Network visibility gives debt charity access control

04 January 2019

StepChange Debt Charity is said to be the UK’s largest provider of free independent debt advice and managed solutions.

The organisation operates its telephone and online advice service from seven centres based across the UK. With such a large network, StepChange needs to be able to see what’s happening on the system and shut out unknown devices. This task presents a huge workload to staff and is a regarded as a very tedious job that requires knowledge of all vendor type network devices. On top of all this, the administrator has to manually fight off threats by isolating infected devices.

In order to get full visibility of its network, StepChange moved to the Macmon NetworkBundle. This analyses the network at speed, gathering all relevant network information to paint a rich picture. This enables StepChange’s infrastructure team to dive into the graphical topology and get a much better understanding of the environment. Macmon says its platform continuously monitors 34 switches. DHCP information is collected every 15 minutes, while several Layer 3 devices provide ARP information. Macmon says the “seamless” integration of Network Bundle and Windows Active Directory allows StepChange to appoint users to access the GUI with different permission levels.

It was important for the solution to work with StepChange’s existing environment. Macmon says its platform detected the network devices and listed all discoverable endpoints right from the start.

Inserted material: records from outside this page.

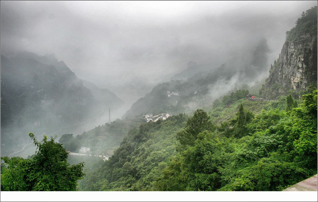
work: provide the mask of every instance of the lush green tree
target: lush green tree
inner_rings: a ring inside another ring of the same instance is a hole
[[[209,120],[210,117],[203,109],[198,109],[193,116],[187,122],[184,129],[177,134],[176,139],[179,140],[182,149],[184,147],[193,146],[197,139],[198,134],[204,130],[214,131],[215,126]]]
[[[252,121],[253,115],[251,112],[245,110],[242,104],[240,105],[236,115],[236,117],[231,120],[231,122],[233,125],[233,134],[234,136],[239,138],[248,134],[246,126]]]
[[[219,106],[222,103],[221,101],[219,100],[218,99],[217,99],[213,101],[213,108],[215,108]]]
[[[286,111],[290,111],[292,110],[292,108],[294,106],[294,99],[293,99],[292,95],[290,94],[287,96],[286,101],[287,103],[287,106],[286,107]]]
[[[68,154],[55,138],[45,136],[40,142],[29,136],[38,149],[31,159],[1,157],[1,191],[76,191],[85,175],[83,163],[70,166]]]

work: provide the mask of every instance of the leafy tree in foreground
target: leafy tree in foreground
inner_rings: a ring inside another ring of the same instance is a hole
[[[198,134],[201,132],[205,130],[215,130],[216,126],[209,121],[210,118],[203,109],[197,109],[193,116],[188,120],[184,129],[177,134],[176,139],[181,144],[178,149],[182,150],[187,146],[193,146]]]
[[[1,190],[74,191],[83,178],[83,163],[70,166],[67,153],[55,138],[46,136],[41,142],[29,136],[38,147],[31,158],[1,157]]]

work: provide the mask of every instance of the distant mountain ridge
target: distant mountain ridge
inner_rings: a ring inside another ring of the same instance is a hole
[[[28,132],[50,134],[123,103],[107,89],[85,86],[54,54],[1,55],[1,70],[2,152],[28,140]]]
[[[188,63],[187,68],[181,72],[176,74],[171,77],[171,80],[186,80],[195,75],[206,72],[211,73],[217,67],[212,63],[197,65],[197,63],[190,61]]]
[[[317,7],[303,13],[286,34],[279,57],[259,91],[265,97],[301,94],[311,85],[317,86]]]

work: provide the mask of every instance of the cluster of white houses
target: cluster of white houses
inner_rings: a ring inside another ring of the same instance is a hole
[[[89,152],[90,151],[91,151],[91,148],[89,147],[82,147],[80,149],[80,153],[85,153],[87,152]]]
[[[159,119],[165,120],[171,115],[170,114],[165,113],[155,116],[153,116],[152,114],[147,114],[145,115],[145,119],[146,119],[147,122],[149,122],[150,121],[156,122]]]
[[[179,96],[179,93],[177,92],[171,92],[170,91],[167,91],[167,94],[168,95],[168,97],[171,97],[171,96]]]

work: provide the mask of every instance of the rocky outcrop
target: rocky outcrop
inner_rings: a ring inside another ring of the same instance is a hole
[[[317,7],[312,9],[315,9],[315,23],[303,16],[287,32],[279,57],[271,65],[269,76],[260,90],[263,97],[273,99],[290,93],[301,94],[310,86],[316,86]]]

According to Macmon, monitoring and securing the network was the biggest challenge. The company says its platform enforces strict guidelines that are “deeply rooted” – for instance, unauthorised devices are instantly isolated by switching the VLAN, and suspicious endpoint behaviour is instantly flagged as a potential threat with administrators being notified right away.

As a result, StepChange can quickly identify unauthorised devices and quarantine or deny access whilst they were investigated. The team now receives frequent status updates via email about network health, whether an unauthorised device has been detected, if there has been an attempt to poison the ARP cache, etc.

Furthermore, instead of relying on a very time consuming manual process via the service desk, alerts are now automated freeing up valuable IT resource. Macmon says it handles the entire process in the background.